If you are worried about "trusted" 3rd-party code seeing or changing your application's properties, don't use System Properties to represent them. Create your own Properties object and put your properties there. This is probably the simplest approach overall.
If you use sandboxing, you can prevent untrusted code from access the System Properties ... provided that your code doesn't leak the System Properties object to the untrusted code. (The access checks are implemented in the System methods ...)
A Properties object is thread-safe ... if you are referring to that kind of safety.

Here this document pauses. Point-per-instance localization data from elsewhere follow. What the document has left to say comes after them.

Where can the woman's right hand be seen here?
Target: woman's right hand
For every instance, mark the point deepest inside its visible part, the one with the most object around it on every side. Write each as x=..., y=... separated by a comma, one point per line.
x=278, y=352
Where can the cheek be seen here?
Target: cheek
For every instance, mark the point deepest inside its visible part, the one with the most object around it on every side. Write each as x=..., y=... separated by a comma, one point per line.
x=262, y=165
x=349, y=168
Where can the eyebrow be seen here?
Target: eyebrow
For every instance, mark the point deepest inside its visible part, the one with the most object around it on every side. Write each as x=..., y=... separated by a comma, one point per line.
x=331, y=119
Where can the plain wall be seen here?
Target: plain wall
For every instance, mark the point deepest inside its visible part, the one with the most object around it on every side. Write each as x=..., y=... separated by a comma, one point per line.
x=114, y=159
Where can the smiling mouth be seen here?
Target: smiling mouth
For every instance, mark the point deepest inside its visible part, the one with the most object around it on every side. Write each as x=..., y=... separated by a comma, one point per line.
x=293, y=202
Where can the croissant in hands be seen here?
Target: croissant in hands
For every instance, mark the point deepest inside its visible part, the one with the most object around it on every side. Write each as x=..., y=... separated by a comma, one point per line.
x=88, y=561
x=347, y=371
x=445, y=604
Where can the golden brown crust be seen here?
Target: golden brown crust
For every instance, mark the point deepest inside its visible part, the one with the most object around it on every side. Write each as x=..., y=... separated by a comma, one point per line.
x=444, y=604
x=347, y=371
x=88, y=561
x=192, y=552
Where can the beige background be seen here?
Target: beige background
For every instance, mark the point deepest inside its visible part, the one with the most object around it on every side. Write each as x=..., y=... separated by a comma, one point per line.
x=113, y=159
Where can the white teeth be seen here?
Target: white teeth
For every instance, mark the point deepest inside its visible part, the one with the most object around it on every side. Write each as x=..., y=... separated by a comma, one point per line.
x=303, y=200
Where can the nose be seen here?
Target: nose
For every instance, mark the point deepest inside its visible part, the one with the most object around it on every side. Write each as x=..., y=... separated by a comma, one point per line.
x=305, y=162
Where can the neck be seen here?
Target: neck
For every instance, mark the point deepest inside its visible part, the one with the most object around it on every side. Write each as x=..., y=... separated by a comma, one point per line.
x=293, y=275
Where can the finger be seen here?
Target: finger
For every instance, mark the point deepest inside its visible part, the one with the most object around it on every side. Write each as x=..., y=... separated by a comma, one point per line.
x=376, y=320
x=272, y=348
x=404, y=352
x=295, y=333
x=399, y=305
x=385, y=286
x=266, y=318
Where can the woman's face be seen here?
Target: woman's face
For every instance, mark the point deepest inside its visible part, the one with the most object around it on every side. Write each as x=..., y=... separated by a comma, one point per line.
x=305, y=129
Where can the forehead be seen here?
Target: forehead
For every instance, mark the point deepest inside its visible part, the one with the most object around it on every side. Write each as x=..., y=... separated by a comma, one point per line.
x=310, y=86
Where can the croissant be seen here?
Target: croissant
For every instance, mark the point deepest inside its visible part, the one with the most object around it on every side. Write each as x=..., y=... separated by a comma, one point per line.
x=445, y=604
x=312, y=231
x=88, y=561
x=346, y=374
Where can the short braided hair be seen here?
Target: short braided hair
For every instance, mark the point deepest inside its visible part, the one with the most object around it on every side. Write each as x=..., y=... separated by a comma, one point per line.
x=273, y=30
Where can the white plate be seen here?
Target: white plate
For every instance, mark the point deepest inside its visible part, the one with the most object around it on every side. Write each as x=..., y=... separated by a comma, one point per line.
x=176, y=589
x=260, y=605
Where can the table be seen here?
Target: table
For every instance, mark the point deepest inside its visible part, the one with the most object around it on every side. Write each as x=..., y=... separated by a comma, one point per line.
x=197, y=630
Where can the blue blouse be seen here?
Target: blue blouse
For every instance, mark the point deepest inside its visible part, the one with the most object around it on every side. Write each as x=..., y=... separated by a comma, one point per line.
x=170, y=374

1 - Occasionally it is necessary to modify system properties programmatically. However, you can end up with fragile applications by doing this. The system properties are typically used to configure JVM services during the initialization. If the order of class initialization changes for some reason, you could find that your application code is now setting the properties too late. If possible, it is better to set the properties via -D command line parameters.
在java中传递某些类之间的值,我们可以使用System.setProperty。但是使用System.getProperties()我们可以获得所有系统属性。因此,如果我使用任何第三方API意味着他们也可以访问我的属性,他们也可以更改。那么System.setProperty安全吗?
解决方案
这取决于您的安全意义。
优良作法 1 将系统属性对象视为只读,但您不能依赖第三方库来执行此操作。
如果您担心看到或更改应用程序属性的可信第三方代码,请不要使用系统属性来表示它们。创建自己的Properties对象并将属性放在那里。这可能是最简单的方法。
如果使用沙盒,可以防止不受信任的代码访问系统属性...前提是您的代码没有t将系统属性对象泄漏到不受信任的代码。 (访问检查在系统方法中实现...)
一个Properties对象是线程-safe ...如果你指的是那种安全。
1 - 有时需要以编程方式修改系统属性。但是,通过执行此操作,您最终可能会遇到脆弱的应用程序。系统属性通常用于在初始化期间配置JVM服务。如果类初始化的顺序由于某种原因而改变,您可能会发现您的应用程序代码现在设置属性太晚了。如果可能,最好通过 -D 命令行参数设置属性。